There was a lot weighing on my mind when I was making this work, trying to source inspiration from the processes and aesthetics of the other artists while remaining true to my own path, trying to experiment and loosen up in the studio, try new things, fail at them, start again from scratch. And all this with approximately zero time to do it in. I’m the first to admit I struggled, like really struggled with this one. I like to think I can blame it on the fact that I had little physical time in the studio (too busy running after the little one who is now running!) and little mental time as well. But the reality was also that I had been stuck on my path of production for a fairly long time now, not really changing my ways or my pots, but rather staying within a safe zone of what had been successful and gently pushing the boundaries of that in the making of new forms. So I came to realize that I really had to break out of the mold for this one. I looked to the other artists, one had a way of working that was so intuitive, quick and expressive, leaving marks, pushing clay around and challenging what our perceptions of process might be…why sure that drain on the studio floor was perfect for pattern making! why sure i can make pieces vary from thick to thin and use my elbow to open the bowl form. It was a dance, it was full of energy, and I had to find a way to jump in. Another artist’s work was very methodical, very exact, very clean and some what monumental in presence, each piece commanding a fair amount of attention. Some where large solid geometric pieces, others simple bowl forms relating interior and exterior spaces. I had to be wary of my obvious attraction to clean lines and simplicity that was already pervasive in my work, so here I became drawn to the more solid forms, the weight of these solid pieces and the expectations we often have about ceramics and weight. The third artist for me posed yet another challenge.
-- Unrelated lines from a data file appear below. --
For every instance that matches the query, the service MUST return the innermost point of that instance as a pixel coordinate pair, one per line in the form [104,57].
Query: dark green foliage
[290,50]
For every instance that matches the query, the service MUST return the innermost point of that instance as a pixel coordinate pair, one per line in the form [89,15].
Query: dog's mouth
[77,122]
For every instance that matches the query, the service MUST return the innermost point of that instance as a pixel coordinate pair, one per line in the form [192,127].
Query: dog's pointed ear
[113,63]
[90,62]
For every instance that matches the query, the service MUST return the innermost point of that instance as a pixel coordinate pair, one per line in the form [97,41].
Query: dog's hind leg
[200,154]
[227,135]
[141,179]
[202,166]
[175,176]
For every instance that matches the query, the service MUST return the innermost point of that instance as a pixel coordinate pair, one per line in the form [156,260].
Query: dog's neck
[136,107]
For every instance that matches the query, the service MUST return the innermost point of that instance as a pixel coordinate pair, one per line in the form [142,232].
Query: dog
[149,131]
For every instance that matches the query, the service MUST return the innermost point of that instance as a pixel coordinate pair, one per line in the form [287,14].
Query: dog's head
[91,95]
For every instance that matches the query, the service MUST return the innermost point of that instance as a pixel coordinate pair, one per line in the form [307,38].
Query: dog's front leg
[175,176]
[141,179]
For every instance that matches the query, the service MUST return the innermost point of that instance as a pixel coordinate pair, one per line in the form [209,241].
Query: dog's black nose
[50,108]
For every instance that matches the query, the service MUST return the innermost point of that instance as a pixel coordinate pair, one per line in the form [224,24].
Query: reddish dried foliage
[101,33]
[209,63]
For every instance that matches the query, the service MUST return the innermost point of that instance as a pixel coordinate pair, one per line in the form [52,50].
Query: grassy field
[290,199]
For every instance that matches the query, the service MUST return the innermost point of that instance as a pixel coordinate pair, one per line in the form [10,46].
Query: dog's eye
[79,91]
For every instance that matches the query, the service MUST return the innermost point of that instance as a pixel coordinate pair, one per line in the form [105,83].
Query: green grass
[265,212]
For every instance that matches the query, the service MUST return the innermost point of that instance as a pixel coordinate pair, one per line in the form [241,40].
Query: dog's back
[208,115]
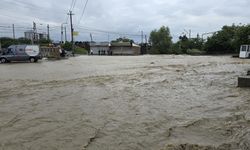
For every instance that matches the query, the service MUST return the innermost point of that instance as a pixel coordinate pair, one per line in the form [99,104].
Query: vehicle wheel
[3,60]
[32,60]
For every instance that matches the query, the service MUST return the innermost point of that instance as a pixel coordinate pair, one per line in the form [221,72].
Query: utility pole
[61,33]
[65,33]
[141,37]
[91,37]
[72,30]
[190,34]
[13,29]
[48,32]
[34,33]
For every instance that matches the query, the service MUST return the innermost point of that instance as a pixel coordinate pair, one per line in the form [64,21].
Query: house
[31,35]
[124,48]
[99,48]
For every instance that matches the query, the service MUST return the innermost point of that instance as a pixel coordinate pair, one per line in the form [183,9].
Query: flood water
[125,103]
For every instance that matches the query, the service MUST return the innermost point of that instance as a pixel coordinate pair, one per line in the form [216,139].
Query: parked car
[21,53]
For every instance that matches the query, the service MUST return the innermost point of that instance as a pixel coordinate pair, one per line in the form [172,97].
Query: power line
[109,32]
[83,11]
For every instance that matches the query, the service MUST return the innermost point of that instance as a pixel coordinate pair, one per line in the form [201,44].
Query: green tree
[161,41]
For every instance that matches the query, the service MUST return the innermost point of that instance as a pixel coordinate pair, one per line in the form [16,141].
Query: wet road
[125,102]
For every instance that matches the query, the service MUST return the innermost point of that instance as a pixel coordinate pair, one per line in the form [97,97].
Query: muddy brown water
[126,103]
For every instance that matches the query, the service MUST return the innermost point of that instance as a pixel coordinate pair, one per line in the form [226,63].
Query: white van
[245,51]
[21,53]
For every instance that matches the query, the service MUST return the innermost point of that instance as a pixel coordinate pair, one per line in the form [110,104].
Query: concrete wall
[98,50]
[125,50]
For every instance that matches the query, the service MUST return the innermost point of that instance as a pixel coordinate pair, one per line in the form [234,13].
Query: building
[125,48]
[99,48]
[31,35]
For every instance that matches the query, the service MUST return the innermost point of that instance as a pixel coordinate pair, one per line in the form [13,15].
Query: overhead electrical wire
[84,9]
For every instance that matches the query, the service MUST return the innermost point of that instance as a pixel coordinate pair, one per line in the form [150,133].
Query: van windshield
[243,48]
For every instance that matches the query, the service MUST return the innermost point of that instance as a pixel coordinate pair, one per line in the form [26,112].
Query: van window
[243,48]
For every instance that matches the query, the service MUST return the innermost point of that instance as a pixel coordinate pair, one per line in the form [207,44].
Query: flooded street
[126,103]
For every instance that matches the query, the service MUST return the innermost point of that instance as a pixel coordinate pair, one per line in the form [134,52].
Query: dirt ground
[125,103]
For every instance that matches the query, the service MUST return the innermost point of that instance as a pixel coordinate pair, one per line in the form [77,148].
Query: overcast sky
[123,16]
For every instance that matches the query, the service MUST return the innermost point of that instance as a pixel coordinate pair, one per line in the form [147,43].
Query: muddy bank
[142,102]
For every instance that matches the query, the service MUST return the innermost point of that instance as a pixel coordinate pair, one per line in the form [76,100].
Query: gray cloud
[130,16]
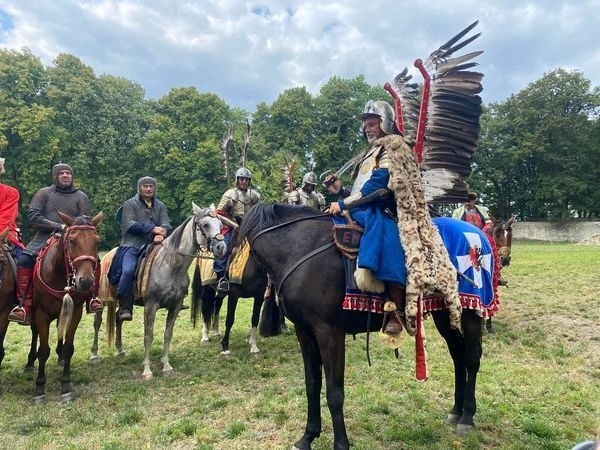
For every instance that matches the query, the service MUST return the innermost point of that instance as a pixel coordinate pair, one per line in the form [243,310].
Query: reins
[302,260]
[69,262]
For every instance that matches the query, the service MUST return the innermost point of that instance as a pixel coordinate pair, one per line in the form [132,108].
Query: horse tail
[196,295]
[111,321]
[270,319]
[66,314]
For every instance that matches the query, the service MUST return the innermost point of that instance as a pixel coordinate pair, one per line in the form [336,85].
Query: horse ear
[67,220]
[98,218]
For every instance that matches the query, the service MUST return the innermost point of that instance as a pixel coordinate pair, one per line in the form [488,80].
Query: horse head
[207,230]
[80,246]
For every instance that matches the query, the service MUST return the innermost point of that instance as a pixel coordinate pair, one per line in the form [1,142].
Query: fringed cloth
[354,298]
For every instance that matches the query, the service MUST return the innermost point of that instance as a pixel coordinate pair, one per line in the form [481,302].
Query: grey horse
[167,284]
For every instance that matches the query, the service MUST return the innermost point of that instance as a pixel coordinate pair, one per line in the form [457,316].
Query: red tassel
[421,370]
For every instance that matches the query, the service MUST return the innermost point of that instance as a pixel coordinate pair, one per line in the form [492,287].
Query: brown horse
[7,287]
[64,278]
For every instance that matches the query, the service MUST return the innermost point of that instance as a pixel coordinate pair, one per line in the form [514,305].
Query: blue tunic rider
[380,250]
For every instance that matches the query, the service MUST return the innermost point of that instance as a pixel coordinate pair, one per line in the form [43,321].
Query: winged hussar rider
[306,194]
[234,205]
[381,251]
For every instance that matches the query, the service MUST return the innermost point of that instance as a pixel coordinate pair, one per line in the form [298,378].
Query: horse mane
[174,240]
[265,215]
[82,220]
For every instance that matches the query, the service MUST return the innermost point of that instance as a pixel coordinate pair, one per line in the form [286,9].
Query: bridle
[70,262]
[210,240]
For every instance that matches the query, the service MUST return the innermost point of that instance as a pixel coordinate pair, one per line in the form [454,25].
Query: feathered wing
[452,129]
[452,121]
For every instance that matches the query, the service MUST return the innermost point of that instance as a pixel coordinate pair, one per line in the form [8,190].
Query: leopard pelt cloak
[428,264]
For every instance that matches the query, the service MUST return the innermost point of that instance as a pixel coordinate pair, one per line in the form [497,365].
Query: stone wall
[556,231]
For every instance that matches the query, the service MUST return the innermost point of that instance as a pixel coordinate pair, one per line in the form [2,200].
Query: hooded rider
[306,194]
[144,220]
[380,251]
[43,217]
[234,205]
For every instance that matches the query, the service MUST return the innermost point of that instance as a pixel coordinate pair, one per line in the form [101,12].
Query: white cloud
[248,52]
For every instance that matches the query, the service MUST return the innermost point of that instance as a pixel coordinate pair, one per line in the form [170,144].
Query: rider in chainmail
[234,205]
[43,217]
[306,194]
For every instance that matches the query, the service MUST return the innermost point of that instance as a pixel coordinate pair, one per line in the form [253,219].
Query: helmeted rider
[306,194]
[381,251]
[144,220]
[43,217]
[235,204]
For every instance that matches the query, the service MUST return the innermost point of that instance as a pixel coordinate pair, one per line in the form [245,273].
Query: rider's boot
[22,313]
[394,308]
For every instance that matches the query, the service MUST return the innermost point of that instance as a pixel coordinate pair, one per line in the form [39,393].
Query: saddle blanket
[354,298]
[236,266]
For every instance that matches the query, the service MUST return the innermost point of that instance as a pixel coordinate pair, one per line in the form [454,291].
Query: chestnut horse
[63,279]
[7,287]
[309,279]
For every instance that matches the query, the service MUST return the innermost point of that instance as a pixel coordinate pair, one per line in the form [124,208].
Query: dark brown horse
[7,287]
[309,278]
[64,278]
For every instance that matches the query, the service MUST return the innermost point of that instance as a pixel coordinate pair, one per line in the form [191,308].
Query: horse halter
[70,262]
[209,239]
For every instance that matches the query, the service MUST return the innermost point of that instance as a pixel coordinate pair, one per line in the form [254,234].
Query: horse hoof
[39,399]
[452,419]
[66,398]
[462,429]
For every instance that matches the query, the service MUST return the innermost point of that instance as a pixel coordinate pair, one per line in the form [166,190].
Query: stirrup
[223,286]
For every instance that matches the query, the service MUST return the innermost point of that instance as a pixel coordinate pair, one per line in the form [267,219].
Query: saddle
[142,272]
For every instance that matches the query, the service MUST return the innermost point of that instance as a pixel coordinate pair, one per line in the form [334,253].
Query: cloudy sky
[250,51]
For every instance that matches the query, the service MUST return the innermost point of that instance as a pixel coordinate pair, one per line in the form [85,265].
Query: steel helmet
[309,178]
[243,172]
[383,110]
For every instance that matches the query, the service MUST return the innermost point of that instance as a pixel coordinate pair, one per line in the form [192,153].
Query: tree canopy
[538,156]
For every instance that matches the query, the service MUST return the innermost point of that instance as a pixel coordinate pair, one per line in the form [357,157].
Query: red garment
[9,210]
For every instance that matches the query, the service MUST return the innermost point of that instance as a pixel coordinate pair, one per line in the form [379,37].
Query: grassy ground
[537,389]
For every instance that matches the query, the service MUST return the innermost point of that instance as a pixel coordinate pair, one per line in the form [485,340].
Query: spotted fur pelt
[428,264]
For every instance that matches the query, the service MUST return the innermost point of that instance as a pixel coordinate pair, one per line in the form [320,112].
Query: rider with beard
[380,251]
[43,217]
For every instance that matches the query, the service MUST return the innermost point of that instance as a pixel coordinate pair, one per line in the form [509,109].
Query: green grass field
[538,387]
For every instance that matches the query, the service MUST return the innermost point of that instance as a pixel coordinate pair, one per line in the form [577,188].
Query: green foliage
[538,150]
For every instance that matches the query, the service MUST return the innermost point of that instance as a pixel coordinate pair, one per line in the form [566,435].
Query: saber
[329,176]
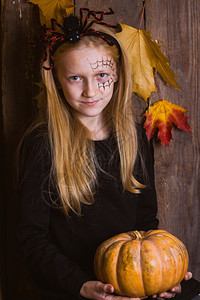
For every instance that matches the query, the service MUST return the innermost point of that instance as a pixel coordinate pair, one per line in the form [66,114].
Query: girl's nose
[90,89]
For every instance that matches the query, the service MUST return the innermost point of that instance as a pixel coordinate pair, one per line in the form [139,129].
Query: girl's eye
[75,78]
[102,75]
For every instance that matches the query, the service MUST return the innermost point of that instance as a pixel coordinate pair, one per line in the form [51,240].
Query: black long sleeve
[59,250]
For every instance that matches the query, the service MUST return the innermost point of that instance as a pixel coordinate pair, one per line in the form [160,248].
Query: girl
[87,172]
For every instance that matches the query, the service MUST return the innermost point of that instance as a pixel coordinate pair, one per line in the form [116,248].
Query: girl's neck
[97,126]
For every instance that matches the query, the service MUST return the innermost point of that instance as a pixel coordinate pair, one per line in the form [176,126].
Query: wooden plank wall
[175,24]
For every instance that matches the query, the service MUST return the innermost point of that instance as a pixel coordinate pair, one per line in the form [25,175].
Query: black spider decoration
[72,29]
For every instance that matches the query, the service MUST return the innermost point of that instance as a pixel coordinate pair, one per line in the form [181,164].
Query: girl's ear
[57,82]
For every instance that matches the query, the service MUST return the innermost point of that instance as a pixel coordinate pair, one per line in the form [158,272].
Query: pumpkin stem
[136,234]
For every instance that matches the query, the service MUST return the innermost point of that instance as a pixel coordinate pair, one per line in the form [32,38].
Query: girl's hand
[99,291]
[175,290]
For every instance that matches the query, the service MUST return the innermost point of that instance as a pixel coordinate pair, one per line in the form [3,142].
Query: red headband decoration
[72,30]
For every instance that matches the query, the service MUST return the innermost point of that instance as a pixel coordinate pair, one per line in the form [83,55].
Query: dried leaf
[53,9]
[145,55]
[161,115]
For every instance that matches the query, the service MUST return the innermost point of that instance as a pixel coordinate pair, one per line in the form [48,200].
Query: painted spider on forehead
[72,29]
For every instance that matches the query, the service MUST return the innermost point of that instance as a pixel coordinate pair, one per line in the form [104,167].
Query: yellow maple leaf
[53,9]
[161,115]
[145,55]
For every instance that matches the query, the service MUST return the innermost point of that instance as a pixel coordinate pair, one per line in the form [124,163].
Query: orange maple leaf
[161,115]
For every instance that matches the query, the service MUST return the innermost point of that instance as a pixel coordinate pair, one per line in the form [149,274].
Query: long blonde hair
[74,165]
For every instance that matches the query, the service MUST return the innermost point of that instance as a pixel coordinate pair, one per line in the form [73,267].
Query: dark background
[175,25]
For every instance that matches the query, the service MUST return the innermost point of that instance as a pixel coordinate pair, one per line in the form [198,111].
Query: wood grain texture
[128,12]
[19,31]
[175,24]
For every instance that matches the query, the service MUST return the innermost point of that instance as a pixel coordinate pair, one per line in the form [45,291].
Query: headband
[72,30]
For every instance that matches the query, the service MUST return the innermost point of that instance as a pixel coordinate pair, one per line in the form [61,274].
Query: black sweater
[59,251]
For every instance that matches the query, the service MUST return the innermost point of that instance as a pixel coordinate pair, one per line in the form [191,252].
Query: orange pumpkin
[141,263]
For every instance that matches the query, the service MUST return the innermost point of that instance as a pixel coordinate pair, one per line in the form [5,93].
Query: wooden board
[175,24]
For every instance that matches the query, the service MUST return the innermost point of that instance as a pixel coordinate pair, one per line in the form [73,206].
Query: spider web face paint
[103,64]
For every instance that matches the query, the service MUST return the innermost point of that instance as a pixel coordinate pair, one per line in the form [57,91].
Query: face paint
[87,76]
[106,63]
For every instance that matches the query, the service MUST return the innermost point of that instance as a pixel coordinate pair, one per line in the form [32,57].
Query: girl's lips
[92,103]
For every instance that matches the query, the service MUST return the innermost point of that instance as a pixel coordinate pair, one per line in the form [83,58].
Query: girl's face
[87,77]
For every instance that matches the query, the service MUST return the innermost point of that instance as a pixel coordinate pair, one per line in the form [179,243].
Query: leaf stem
[158,86]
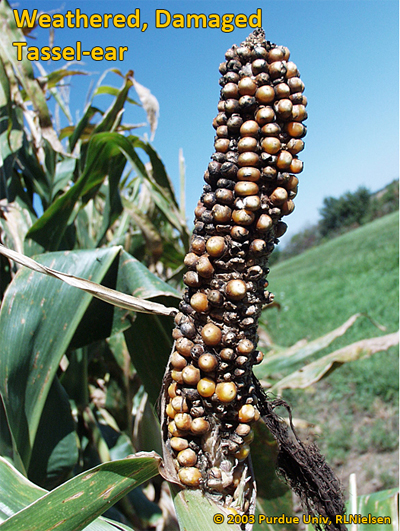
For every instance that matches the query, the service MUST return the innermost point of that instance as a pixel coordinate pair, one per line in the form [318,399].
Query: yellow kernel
[187,457]
[245,346]
[247,413]
[176,376]
[249,437]
[178,444]
[199,426]
[243,452]
[183,345]
[264,223]
[206,387]
[207,362]
[170,411]
[179,404]
[226,391]
[183,421]
[172,390]
[278,196]
[211,334]
[215,246]
[199,302]
[265,94]
[236,289]
[178,361]
[190,375]
[190,476]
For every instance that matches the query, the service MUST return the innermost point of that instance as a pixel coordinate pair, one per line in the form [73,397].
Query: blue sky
[347,54]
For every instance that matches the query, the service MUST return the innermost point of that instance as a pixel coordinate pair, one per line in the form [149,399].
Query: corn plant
[79,379]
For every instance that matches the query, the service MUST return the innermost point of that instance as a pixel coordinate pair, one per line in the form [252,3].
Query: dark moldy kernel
[250,184]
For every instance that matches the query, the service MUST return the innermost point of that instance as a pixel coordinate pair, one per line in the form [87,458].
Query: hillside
[357,406]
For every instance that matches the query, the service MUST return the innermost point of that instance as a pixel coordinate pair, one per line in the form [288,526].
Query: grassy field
[357,405]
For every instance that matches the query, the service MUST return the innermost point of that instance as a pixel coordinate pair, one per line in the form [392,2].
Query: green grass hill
[358,404]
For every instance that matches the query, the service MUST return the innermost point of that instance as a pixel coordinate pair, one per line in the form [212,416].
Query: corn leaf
[282,359]
[383,503]
[313,372]
[39,319]
[24,71]
[100,292]
[195,512]
[76,503]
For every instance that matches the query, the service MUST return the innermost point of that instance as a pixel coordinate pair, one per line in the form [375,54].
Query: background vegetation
[339,215]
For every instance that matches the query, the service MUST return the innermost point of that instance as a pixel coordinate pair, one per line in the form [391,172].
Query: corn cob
[210,401]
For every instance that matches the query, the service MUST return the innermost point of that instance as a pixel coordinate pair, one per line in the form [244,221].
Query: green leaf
[24,71]
[384,503]
[38,319]
[195,512]
[55,451]
[285,359]
[149,343]
[16,492]
[159,174]
[104,152]
[63,175]
[76,503]
[53,78]
[111,115]
[313,372]
[112,91]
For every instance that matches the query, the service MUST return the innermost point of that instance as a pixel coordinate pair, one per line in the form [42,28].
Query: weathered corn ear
[209,401]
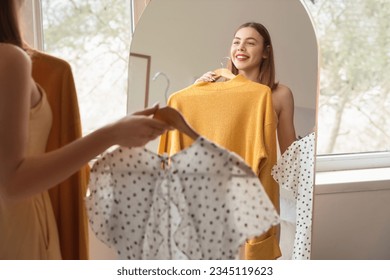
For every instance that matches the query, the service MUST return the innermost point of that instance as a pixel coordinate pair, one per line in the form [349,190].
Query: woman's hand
[207,77]
[139,128]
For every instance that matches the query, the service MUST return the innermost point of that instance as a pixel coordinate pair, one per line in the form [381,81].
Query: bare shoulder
[13,57]
[282,98]
[283,91]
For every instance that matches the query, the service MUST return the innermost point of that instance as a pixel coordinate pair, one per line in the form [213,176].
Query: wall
[351,215]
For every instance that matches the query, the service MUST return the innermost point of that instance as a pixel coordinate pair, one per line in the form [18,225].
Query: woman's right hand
[139,128]
[207,77]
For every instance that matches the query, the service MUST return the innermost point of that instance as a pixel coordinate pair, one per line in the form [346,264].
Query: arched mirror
[176,41]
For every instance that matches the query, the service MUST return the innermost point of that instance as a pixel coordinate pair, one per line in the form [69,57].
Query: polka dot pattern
[201,203]
[294,171]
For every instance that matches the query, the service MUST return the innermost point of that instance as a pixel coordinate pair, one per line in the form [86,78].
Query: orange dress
[28,228]
[55,76]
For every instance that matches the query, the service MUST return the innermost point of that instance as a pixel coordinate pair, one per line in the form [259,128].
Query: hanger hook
[167,88]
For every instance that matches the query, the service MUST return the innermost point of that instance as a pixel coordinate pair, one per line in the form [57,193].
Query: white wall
[351,217]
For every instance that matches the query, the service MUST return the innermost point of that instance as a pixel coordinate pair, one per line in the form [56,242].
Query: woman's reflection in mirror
[251,55]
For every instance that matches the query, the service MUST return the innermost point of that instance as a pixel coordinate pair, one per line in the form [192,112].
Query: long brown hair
[9,23]
[267,66]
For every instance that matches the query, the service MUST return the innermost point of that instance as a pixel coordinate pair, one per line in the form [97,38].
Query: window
[354,102]
[94,37]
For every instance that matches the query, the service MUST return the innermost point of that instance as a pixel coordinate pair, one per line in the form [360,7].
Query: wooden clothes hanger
[175,119]
[224,73]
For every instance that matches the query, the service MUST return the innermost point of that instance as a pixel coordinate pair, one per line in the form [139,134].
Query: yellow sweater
[238,115]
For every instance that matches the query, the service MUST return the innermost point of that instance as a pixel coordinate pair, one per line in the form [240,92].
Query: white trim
[37,24]
[352,161]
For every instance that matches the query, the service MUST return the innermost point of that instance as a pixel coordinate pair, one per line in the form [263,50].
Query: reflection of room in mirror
[182,52]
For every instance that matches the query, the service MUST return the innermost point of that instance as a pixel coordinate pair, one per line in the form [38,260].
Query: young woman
[251,55]
[27,225]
Her work brought in narrative components, deeply personal aesthetics, and a refined vocabulary about surface and glaze. Her work made me contemplate the relationship between surface and form in new ways, challenging me to not fall back upon old safety nets and to instead think deeply about the materials I was using.
In the end the works I’m showing you here which will be part of the exhibition are to me more a beginning than any attempt at an end. There has been so much to digest, so many different paths to follow and my practice has been shaken up in a pleasing way. These pieces resulted from my attempts to think more indepth about the throwing process. Each form was created on the wheel, but what I would do was center a piece of clay on the wheel and literally walk away from it for days. Stopping the process so early on, with out a form, without opening and raising walls, and even the physical removal from the piece meant that I returned to it without my preconceptions in mind, with a clean slate/mind prepared to look at this chunk of clay in a new way. I basically skipped out on the throwing part of the process. I wedged, I centered and I trimmed my work, sometimes removing over half to 3/4 of the clay that had been centered. I found the forms as a sculptor carving stone would, pulling them out, using tools to form them rather than the push and pull of my hands in clay. But that wasn’t enough, I had a need to then remove the link to the horizontal wheel. I needed the works to dance, move off of the table top. I turned them onto their sides, I cut them.
The show is to be an exhibition discussing subverted utility. It’s a lot to bite off and chew and then spit out in one piece. These forms are vases, vases for a single stemmed flower or branch. But they aim to be objects in and of themselves, sitting alone or in relation to each other. They are solid and weighty. They visually reference architecture and industrial parts, and the child in me attempts to screw them together somehow like nuts and bolts. They are still new to me, they are very slowly being digested. But they are only a beginning of something far more…i don’t even know the word, but i’m certain it will take up it’s fair share of my mental space and physical world. My mind already envisioning plaster molds and slipcast components… I like new beginnings, they are baby steps on a new path of investigation in the studio and in your practice. Sometimes they visually don’t look that different from your previous work, but inside you know that they are worlds apart in thought and approach. I guess we’ll see where it goes…your thoughts and critiques are always welcome.